For this example, I'm just going to write in some regular numbers. We'll insert product A and then we'll insert product B. Let's give product B a pretty different embedding. Let's say it starts at 9 and then does 10, 11, 12, and 13. How many dimensions? Four dimensions. Okay, we need to make sure that we only have four. We'll lop off the first one here. We've got 1, 2, 3, 4, and 10, 11, 12, 13. Running that and reading it back. Select * from products_v. Now we have our products and our embeddings, which in theory were provided by some outside model. Now these embeddings represent some underlying truth, some underlying reality about these products. Maybe it is you take the product description and all of the tags and the title and you hand that off to a model and get the embeddings back. Or maybe you take the images and hand those off to a model and get the images back. Basically what we're doing here is we're saying, take this human-readable representable thing, text, image, whatever, turn it into a machine-readable representable thing. Then what we're going to do is we're going to say, based on this machine-representable presentation of the underlying reality, let's find all the things that are similar to that.

Now with these products in the database, let's see if we can find similar products. Here we go. We've got these two products here. We've got product A and product B. We can get rid of that guy. Let's, yeah, we can get rid of that guy too. We just have those products. Imagine a scenario where you're given some input from the user and you're doing a sort of search. Let's say you're given some input from the user and then you turn that input into an embedding, either using a local model or one of the providers. Then the way that you can compare these things, you have a couple of different operators.

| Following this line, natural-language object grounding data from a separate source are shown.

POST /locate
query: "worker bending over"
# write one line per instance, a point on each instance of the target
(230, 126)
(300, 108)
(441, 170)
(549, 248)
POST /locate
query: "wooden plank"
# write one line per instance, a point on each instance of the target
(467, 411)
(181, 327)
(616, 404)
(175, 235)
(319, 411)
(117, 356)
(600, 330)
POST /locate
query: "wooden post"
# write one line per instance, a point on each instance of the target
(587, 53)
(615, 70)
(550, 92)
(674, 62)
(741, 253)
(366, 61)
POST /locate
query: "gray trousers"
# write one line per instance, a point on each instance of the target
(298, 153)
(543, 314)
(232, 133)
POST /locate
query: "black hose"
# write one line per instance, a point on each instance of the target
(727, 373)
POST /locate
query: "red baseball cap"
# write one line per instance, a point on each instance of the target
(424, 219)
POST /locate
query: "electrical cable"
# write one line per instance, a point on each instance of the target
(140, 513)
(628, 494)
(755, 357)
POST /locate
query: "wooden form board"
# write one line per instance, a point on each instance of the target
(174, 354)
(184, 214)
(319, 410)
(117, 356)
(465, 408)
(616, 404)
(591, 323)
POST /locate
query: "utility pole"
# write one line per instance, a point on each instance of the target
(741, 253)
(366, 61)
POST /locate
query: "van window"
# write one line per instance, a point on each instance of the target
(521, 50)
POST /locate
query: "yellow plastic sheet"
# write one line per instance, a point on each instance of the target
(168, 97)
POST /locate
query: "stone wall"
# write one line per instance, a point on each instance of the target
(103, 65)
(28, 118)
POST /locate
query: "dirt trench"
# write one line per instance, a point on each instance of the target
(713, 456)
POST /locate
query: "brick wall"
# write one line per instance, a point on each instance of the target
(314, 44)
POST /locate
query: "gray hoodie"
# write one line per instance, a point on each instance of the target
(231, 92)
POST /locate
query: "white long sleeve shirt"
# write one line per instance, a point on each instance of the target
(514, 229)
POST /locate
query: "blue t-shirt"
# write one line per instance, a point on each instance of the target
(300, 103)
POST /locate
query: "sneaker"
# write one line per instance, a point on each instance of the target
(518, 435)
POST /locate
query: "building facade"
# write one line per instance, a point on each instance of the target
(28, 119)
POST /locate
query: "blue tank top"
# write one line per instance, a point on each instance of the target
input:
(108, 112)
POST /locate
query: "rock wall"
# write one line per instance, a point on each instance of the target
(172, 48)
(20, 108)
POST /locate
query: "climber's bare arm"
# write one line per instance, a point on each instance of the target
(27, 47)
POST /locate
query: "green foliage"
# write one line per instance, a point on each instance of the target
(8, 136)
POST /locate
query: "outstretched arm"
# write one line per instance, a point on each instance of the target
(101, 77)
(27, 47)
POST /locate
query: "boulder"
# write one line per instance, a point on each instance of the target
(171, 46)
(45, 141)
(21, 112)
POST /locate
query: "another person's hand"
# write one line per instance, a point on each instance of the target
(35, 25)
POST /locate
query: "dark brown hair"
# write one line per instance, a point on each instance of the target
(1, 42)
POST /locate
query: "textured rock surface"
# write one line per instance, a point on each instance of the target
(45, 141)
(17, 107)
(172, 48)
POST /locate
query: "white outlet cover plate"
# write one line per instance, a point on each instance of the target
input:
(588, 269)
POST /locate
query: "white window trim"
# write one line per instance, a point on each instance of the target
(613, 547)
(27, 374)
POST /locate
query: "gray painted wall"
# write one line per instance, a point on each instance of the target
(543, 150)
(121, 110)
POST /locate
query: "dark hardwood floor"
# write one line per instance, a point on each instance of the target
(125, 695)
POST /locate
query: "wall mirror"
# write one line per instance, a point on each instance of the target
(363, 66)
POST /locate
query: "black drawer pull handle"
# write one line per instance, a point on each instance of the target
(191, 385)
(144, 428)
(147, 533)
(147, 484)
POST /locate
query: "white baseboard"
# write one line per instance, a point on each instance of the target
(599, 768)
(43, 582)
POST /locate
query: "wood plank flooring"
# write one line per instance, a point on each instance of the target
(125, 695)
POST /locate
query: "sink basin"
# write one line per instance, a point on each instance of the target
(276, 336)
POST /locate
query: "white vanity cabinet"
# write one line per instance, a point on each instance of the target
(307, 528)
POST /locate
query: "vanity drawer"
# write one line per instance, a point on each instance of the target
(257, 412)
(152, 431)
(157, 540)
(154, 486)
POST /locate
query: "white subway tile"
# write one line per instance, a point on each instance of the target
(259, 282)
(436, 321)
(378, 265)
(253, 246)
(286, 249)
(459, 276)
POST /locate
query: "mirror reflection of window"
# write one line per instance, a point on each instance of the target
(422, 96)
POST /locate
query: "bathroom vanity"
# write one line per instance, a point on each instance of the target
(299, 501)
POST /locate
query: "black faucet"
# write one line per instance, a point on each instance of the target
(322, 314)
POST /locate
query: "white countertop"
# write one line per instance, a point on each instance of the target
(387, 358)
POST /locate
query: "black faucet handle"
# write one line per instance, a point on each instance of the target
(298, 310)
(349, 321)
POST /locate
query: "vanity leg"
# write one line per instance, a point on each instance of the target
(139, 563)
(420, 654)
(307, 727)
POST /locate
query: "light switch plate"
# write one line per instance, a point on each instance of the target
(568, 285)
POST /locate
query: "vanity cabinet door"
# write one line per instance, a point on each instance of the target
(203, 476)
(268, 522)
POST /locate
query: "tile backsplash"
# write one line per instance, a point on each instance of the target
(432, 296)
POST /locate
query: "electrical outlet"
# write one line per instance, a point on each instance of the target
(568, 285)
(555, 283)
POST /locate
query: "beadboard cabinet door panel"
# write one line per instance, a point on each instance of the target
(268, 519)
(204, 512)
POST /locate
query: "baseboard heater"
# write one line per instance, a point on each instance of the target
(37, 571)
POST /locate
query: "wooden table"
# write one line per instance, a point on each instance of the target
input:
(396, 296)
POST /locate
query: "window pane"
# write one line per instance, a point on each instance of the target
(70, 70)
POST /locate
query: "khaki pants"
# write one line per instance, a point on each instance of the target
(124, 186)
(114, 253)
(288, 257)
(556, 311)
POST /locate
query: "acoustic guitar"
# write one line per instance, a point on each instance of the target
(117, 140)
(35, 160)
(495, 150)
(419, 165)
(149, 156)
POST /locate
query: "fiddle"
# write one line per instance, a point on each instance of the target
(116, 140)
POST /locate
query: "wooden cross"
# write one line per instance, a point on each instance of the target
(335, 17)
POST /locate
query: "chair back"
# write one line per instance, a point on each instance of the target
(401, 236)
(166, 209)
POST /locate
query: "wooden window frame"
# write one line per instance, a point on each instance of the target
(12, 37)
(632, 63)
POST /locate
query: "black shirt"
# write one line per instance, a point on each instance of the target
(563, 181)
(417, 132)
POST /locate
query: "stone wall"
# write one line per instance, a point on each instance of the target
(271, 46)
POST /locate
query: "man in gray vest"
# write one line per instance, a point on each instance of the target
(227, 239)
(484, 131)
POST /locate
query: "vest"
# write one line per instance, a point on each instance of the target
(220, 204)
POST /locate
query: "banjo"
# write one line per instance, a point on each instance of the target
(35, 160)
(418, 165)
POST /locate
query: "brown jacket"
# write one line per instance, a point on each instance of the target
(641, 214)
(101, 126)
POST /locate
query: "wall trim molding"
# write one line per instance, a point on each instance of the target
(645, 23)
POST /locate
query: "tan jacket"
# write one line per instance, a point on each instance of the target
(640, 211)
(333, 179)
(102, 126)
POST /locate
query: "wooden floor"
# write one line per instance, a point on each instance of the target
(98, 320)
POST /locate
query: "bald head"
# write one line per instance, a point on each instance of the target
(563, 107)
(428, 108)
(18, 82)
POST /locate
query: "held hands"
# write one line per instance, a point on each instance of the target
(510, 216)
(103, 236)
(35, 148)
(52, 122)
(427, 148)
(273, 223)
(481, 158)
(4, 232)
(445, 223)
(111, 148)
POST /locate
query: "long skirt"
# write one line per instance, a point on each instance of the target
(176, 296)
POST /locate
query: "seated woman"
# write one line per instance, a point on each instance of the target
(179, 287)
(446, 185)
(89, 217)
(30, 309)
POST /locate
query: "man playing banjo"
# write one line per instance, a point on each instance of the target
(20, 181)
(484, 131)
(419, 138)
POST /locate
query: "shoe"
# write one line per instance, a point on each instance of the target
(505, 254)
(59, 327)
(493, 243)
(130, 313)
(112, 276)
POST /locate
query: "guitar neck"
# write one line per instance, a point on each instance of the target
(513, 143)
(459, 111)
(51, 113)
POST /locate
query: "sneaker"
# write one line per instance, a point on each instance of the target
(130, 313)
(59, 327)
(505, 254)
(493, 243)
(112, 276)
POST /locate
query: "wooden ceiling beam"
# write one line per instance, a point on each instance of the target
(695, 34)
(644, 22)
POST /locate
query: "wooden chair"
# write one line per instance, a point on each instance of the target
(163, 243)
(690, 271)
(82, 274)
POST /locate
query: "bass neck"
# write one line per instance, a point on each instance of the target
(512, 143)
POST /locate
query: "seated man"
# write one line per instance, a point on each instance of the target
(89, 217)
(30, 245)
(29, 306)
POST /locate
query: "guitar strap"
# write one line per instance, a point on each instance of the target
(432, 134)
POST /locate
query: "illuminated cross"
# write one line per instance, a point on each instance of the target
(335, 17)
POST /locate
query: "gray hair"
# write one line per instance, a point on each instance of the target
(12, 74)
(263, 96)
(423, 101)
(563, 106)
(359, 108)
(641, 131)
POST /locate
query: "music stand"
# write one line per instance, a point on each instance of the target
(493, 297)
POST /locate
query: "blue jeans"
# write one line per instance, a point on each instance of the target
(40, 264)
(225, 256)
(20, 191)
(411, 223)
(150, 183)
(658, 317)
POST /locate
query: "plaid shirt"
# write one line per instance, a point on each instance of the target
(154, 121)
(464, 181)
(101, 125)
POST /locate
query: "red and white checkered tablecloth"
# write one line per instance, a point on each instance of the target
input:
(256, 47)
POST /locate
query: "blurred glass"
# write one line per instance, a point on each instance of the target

The first one that we're going to look at is this L2 operator. This is maybe the most common. This computes the distance in a Euclidean geometry. It's very complicated, it's math that I don't fully understand. There's an L2 operator, an L1 operator and a couple of others that we'll look at in a minute. This is maybe the best one for approximating like nearest neighbor similarity. We'll get to that in a second. What you do is you say, all right, take the user input, run it through a model, get an embedding back, and let's just start here by just saying, wow, that embedding came back exactly the same, which is not going to be the case. You see that the L2 distance between this embedding and the embedding for product A, it's zero. It's the exact same embedding. Of course it's going to be the same. Now probably it's going to look something more like this. That's where it starts to be more useful, where we say, ah, this input is kind of shaped like this thing that we have stored, or it's closest to these couple of things that we have stored.

You'll see that this distance for product A is much closer than the distance for product B. Meaning product A is most similar to this vector embedding right here. What you would typically do is you would say select from products order by, and we would say order by embedding. This would be the user's search slash a different product's embedding. So user search we talked about, but a different product's embedding, this can drive a related products feature, right? If you're on the page for product A, you can take this embedding and say, hey, database, give me all the products that are like product A, because I want to show 'em to the user and hope that they buy a bunch more stuff. If they're looking at this, they might be interested in that. This is a way that you can create that feature. That's where we're going to leave our little demo for now.

We'll continue to explore some more advanced use cases, but it is just wild to me that embeddings are a thing. That you can take some portion of reality and represent it as floating point numbers, kind of blows my mind, but it's terribly awesome and so we're going to continue to explore it here.